If the arc tube diameter d of the UV lamp 1 is set to 12 mm or less, the efficiency of collecting the generated ultraviolet rays will increase, but on the other hand, the lifespan will be shortened due to devitrification of the quartz tube that is the arc tube of the UV lamp 1. To prevent this, the input power to the UV lamp 1 must be reduced and the cooling of the UV lamp 1 must be achieved considerably, which is not practical in operation.

On the other hand, if the arc tube diameter d of UV lamp 1 is set to 24 mm or more, the efficiency of collecting the generated ultraviolet rays will be poor.
For this reason, it was not possible to efficiently cure the ultraviolet curable paint that was the object to be irradiated.

Further, it was preferable that the emission length of the UV lamp 1 was 150 mm or more.

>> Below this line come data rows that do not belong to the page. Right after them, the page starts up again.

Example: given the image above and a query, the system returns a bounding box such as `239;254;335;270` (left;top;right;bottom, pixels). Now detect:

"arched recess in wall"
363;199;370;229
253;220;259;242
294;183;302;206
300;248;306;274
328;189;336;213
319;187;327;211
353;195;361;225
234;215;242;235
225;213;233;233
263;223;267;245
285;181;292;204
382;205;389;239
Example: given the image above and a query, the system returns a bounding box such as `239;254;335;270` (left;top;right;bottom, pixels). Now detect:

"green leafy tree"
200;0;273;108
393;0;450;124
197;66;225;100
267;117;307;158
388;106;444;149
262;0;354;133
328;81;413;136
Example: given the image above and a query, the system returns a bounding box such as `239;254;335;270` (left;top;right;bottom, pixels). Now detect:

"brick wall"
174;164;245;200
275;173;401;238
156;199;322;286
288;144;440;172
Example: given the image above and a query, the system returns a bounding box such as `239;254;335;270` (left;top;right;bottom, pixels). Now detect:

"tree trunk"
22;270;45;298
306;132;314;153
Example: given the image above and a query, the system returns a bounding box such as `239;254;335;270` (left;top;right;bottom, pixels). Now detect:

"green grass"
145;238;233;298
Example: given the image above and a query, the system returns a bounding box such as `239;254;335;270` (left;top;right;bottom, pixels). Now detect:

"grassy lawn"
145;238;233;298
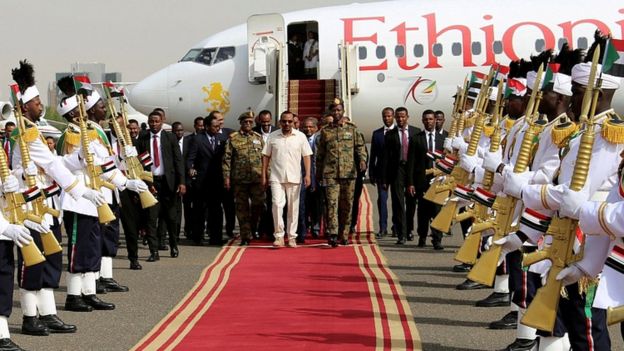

This is because if the emission length of the UV lamp 1 becomes 150 mm or less, it becomes impossible to obtain a continuous curing effect due to light ripples of the UV lamp 1 which is AC-lit.

As is clear from the above description, the ultraviolet irradiation device according to the present invention can uniformly cool the entire UV lamp regardless of the position of the UV lamp, and therefore can operate the UV lamp well. In addition, this makes it possible to efficiently irradiate the object with ultraviolet rays, and since the position of the UV lamp is not restricted, the device can be installed and used in a convenient installation position. It exhibits many excellent effects.

[Brief explanation of the drawing]

FIG. 1 is a simplified diagram for explaining the basic configuration of the apparatus of the present invention. FIG. 2 is a partially cutaway overall perspective view showing an embodiment of the horizontally installed apparatus of the present invention in which a UV lamp is arranged in a horizontal position. FIG. 3 is a partially cutaway overall perspective view showing an embodiment of the present invention apparatus of a vertical installation type in which a UV lamp is arranged in an upright position. Explanation of symbols: 1; UV lamp; 2; hollow tube;
3; Reflector, 4, 4'; Gap, 5; Box body, 6; Holding plate, 7; Air volume adjustment hole, 8; Air volume adjustment shutter, 9; Air chamber, 9'; Passage chamber, 10; Intake opening Part, 11; Exhaust opening, 11'; Exhaust duct.

Claims (1)

[Claims] 1 A cylindrical box 5 with both ends closed, a discharge tube 1 as an ultraviolet generation source near a first focal axis A of the elliptical cylindrical inner peripheral surface with a mirror surface, and a second focal axis B. An elliptical cylindrical reflecting mirror 3 is installed in the box body 5 with UV-transmitting hollow tubes 2 that form passages for the ultraviolet irradiated object arranged and fixed in the vicinity, The box body 5 is designed to form air chambers 9 with open end faces of the reflector 3, and to form a passage chamber 9' between the cylindrical wall of the box body 5 and the outer peripheral surface of the reflector 3. and a pair of retaining plates 6 provided between the reflecting mirror 3 and the passage chamber 9'.
A cooling air intake opening 10 and an exhaust opening 11 formed in the cylindrical wall portion of the box body 5 forming the
A first gap 4 as a passage for cooling air is formed at three locations of the reflecting mirror near the discharge tube 1, and a second gap 4 is formed at three locations of the reflecting mirror near the hollow tube 2.
A gap 4' is formed, an air volume adjustment hole 7 whose opening area can be adjusted is opened in the holding plate 6, and the second gap 4' and the exhaust opening 11 are communicated with each other. Irradiation device.